In the end, the authors conclude their results and emphasis that their analysis does not imply WGS approach is useless.

For me, this research changed my impress about human genome project by Celera’s group and the weakness of WGS assemble approach. Before that, I still thought Celera’s work was more valuable because their approach was faster, easier and affordable than HGP. Even for nowadays, with the revolutionary developing of next-generation sequence technologies and more powerful compute platform, we still need some laborious BAC library constructed work in order to fill the uncountable gaps in the genome.

Summary 2 On the sequencing and assembly of the human genome (Myers et al., 2002)

After Waterston, Lander and Sulston (WLS) threw the doubt of WGS technology applying in human genome sequencing and suspected Celera Genomics using HGP’s data in an unusual way to assemble their WGS reads. Celera Genomics responded their suspect immediately in the same journal and point that WLS’s assumption was incorrect and flawed.

First of all, Celera denied their full assembly genome produced by the HGP’s data. The 2x coverage BACs which used in their assemble processing were unordered and differentiate from the genome, it is impossible to assemble the whole genome only using these 677,708 bactigs produced by HGP. On the contrary, the whole genome were determined by their own 27 million mate-paired reads. Specifically, Celera argued that the simulated assemble using chromosome 22 alone by WLS, they claimed that chromosome 22 was only constituted 1% of the whole genome, it would totally different compared to the whole genome assembling. And then, Celera repeated WLS’s simulating experiment and found that it is impossible to fully assemble the 2x BACs under 94% identity of Chromosome 22.

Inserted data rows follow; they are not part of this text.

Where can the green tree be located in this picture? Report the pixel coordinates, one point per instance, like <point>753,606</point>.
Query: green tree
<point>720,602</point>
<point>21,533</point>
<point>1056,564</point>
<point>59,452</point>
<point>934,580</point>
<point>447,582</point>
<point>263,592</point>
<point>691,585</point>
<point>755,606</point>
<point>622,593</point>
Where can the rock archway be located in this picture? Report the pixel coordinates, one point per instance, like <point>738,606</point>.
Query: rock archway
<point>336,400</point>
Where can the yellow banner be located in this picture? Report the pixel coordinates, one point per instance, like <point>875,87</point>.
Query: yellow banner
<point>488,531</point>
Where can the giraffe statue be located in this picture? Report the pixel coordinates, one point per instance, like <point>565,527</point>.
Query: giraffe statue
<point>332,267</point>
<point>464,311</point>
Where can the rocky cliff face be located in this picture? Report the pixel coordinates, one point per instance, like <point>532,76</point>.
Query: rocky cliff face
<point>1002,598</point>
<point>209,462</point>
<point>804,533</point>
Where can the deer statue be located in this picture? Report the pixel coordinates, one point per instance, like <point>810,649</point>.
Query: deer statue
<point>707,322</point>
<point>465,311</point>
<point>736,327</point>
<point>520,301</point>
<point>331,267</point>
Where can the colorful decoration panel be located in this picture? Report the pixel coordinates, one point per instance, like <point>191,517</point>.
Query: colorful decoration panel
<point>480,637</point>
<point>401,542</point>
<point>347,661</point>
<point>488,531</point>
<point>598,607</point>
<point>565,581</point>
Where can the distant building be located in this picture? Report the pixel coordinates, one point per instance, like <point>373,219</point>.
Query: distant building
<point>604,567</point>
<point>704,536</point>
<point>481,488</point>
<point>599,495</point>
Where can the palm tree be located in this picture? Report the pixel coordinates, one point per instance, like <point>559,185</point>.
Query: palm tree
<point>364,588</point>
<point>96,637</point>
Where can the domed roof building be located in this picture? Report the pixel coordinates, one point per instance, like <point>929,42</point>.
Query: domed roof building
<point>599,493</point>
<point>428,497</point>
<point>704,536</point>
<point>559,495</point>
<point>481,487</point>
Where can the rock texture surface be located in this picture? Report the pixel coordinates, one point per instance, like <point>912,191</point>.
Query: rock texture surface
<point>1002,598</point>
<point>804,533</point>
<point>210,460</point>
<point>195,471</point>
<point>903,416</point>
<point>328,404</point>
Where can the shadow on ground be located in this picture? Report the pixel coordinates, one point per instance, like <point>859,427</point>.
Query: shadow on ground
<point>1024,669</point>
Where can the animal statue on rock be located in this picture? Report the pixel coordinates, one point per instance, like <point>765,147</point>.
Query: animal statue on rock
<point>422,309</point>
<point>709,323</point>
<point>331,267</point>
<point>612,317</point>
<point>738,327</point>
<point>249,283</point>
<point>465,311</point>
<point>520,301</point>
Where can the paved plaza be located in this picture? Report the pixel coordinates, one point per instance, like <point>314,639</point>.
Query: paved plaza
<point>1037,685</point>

Additionally, Celera argued that they have no illusions that only use WGS methods can they coverage the full genome, their strategy was neither CSA nor WGA, instead, a combined strategy. What’s more, although the two published human genome were 2.6Gbp, seems identical, but they were totally different. As we can seen in the Figure 1, comparing to the HGP’s data, Celera’s data have fewer redundant (140Mbp vesus 50Mbp) and repeated sequences and more unique sequences.

In the end, Celera indicated that their work was first using large-scale WGS data, and these technology must be play an important role in the future genome sequencing.

After reading these two papers which fiercely discussed about the WGS technology. In my opinion, Celera’s argument was not strong enough to support their results. The most important question is, without out HGP’s data, they can hardly assemble the human genome using WGS approach independently. However, looking forward, WGS strategy will be a powerful tools to genome sequencing with less time and cost, especially with the rapidly developing of next- even 3rd generation sequencing technologies.